Muti, CSO serve up yet more Verdi before the veal and vichyssoise

Sun Sep 22, 2013 at 12:14 pm

By Michael Cameron

Music of Giuseppe Verdi was performed by Riccardo Muti and the CSO at the Gala Ball concert Saturday night.
Music of Giuseppe Verdi was performed by Riccardo Muti and the CSO at the Gala Ball concert Saturday night.

The Chicago Symphony Orchestra began its first week of the fall season with three local events, but the venues and audiences could hardly have been different.

The official opener Thursday at Symphony Center featured an exuberant mix of Verdi and Brahms, after a performance Wednesday at Morton East High School in Cicero. The latest installment in their Citizen Musician initiative, this concert tapped into a younger suburban audience, and included a collaboration with members of the Morton East Choir.

On Saturday night, the attire of the CSO faithful morphed from Hollister t-shirts to Hermés handbags for the annual Women’s Board Symphony Ball. If the mid-week event was an investment in the audiences of the future, the Gala addressed today’s bottom line, earning a cool $1.2 million for the orchestra’s coffers.

While there is a good deal of overlap in the CSO’s first few programs of the season, the focal point is the music of Verdi, who (in case you hadn’t heard) is enjoying a thorough world-wide celebration on the occasion the 200th anniversary of his birth.

Muti is widely regarded by press and publicists as the world’s most authoritative Verdi interpreter—heady kudos indeed, but fully justified by his memorable residency in Chicago. His acclaimed 2011 CSO and CSO Chorus performances of the Messa da Requiem spawned a recording that earned two Grammies, and the just-released disc of Otello is likely to earn similar plaudits. The Requiem returns to the stage for a much-hyped live webcast October 10. But the gaze of most Verdi aficionados is firmed fixed to four upcoming performances of Macbeth.

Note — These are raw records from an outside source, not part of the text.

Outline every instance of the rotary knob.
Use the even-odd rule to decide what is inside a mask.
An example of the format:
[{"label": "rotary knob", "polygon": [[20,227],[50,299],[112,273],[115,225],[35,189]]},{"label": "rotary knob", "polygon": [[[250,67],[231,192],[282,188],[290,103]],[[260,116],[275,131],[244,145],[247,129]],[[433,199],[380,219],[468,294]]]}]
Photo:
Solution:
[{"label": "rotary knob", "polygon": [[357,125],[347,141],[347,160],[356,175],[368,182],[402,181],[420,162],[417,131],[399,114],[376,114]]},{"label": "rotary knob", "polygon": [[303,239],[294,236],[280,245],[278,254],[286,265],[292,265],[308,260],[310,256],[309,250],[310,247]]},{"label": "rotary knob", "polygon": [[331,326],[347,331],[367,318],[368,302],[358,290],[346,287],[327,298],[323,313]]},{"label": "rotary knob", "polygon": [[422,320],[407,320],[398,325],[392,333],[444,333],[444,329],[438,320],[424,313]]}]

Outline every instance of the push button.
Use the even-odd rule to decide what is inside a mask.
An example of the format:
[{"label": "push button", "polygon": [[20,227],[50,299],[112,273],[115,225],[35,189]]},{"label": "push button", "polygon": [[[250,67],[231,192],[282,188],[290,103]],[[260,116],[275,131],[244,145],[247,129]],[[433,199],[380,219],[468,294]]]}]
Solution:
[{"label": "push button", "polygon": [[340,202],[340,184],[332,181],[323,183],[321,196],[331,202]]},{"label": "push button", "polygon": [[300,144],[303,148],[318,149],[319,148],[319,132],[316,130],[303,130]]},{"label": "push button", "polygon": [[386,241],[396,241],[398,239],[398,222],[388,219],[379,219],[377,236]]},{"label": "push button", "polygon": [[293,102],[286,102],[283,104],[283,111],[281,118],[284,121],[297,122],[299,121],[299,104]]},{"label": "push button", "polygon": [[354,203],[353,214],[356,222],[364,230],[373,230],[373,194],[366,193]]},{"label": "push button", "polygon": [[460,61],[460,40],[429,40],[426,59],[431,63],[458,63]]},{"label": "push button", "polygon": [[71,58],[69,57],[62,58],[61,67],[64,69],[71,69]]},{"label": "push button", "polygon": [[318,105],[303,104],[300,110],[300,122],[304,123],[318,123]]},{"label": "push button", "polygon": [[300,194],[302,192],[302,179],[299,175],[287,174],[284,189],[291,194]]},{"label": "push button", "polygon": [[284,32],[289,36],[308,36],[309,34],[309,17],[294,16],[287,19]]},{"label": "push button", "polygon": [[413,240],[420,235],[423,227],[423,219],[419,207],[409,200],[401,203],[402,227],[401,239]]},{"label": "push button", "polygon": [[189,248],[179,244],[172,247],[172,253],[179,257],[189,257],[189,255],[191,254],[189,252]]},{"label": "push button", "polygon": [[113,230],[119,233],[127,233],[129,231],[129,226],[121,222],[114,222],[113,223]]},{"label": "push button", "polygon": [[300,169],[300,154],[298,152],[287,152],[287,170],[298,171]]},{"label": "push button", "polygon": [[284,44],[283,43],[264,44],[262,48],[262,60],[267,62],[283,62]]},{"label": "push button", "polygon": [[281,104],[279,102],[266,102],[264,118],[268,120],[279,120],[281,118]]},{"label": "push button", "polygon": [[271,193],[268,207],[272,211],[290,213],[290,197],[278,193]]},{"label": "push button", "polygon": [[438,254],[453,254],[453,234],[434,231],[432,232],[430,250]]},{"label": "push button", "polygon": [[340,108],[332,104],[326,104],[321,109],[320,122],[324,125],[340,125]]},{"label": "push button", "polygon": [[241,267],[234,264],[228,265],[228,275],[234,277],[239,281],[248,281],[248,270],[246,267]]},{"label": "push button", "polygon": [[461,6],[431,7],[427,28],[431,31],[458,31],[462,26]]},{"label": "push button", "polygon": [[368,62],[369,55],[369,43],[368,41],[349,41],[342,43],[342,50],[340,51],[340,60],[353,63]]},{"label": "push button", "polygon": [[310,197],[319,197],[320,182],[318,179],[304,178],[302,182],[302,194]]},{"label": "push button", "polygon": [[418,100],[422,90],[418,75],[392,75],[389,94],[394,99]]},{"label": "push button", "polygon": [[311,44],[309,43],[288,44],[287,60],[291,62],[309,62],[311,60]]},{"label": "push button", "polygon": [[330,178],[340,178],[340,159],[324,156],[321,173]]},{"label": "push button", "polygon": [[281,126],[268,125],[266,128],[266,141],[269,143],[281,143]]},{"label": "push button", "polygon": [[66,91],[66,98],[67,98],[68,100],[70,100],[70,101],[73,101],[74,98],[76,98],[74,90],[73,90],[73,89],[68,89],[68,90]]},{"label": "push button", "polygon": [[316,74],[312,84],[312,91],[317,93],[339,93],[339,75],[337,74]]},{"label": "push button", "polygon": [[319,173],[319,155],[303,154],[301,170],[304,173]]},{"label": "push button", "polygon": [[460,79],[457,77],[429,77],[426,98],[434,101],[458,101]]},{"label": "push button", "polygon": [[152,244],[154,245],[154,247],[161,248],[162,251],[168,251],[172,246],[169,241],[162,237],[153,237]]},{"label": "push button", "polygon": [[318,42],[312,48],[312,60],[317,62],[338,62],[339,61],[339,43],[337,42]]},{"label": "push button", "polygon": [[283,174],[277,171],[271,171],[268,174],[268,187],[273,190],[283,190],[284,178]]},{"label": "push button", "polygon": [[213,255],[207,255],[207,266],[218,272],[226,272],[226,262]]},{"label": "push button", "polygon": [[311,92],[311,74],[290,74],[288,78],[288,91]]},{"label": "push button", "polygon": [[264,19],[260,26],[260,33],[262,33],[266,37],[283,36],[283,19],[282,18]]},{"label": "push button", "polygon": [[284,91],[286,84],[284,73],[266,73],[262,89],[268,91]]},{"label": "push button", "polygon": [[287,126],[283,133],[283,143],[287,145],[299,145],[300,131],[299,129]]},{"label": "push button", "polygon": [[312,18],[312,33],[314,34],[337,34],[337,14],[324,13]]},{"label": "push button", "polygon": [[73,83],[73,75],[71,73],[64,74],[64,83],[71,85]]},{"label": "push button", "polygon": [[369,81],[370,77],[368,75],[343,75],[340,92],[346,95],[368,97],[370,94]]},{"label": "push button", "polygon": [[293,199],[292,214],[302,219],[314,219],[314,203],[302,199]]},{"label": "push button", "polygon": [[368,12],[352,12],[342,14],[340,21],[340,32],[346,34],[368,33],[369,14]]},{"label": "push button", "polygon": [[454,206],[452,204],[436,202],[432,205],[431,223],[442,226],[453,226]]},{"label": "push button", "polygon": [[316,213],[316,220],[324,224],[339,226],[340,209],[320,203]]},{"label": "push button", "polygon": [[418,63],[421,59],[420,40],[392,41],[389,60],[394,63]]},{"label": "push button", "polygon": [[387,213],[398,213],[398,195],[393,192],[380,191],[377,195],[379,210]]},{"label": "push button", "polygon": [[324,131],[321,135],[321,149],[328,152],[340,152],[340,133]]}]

Saturday night’s 70-minute program contained riveting performances of two excerpts from the opera, enough to whet the appetite for the main event. There are few chances to indulge in Verdi’s purely orchestral music outside of the overtures, and the maestro and his forces made a strong case for the Ballet Music as dramatically indispensable, and not mere ear candy for his Parisian audiences.

The arc of the narrative was easy to conjure, and details of the composer’s underrated orchestration skills were everywhere apparent. The trombone choir’s somber opening incantations and Mathieu Dufour’s playful and beguiling flute solo were just two of many treats leading to the final grotesque, whirling waltz. After the evocative, sparely scored opening bars the CSO chorus delivered a poignant reading of “Patria oppressa,” a dirge for fallen compatriots.

In a CSO first performance, the men of the chorus delivered a virile account of “Si ridesti de Castiglia” from Ernani, a solemn vow for battlefield revenge. Soprano Barbara Frittoli and bass Luca Dall’Amico were utterly compelling as Father Superior and Leonora, and concertmaster Robert Chen gave a radiant account of Leonora’s theme.

The overture to Nabucco, Verdi’s first important stage victory, was vigorous and fleet, betraying a hint of the devious charm of Rossini. And no homage to the composer would be complete without “Va, pensiero” from the same opera, Verdi’s ode to his homeland, spontaneously intoned by mourners at the composer’s funeral, and given a sweetly understated performance for Symphony Center’s well-heeled faithful.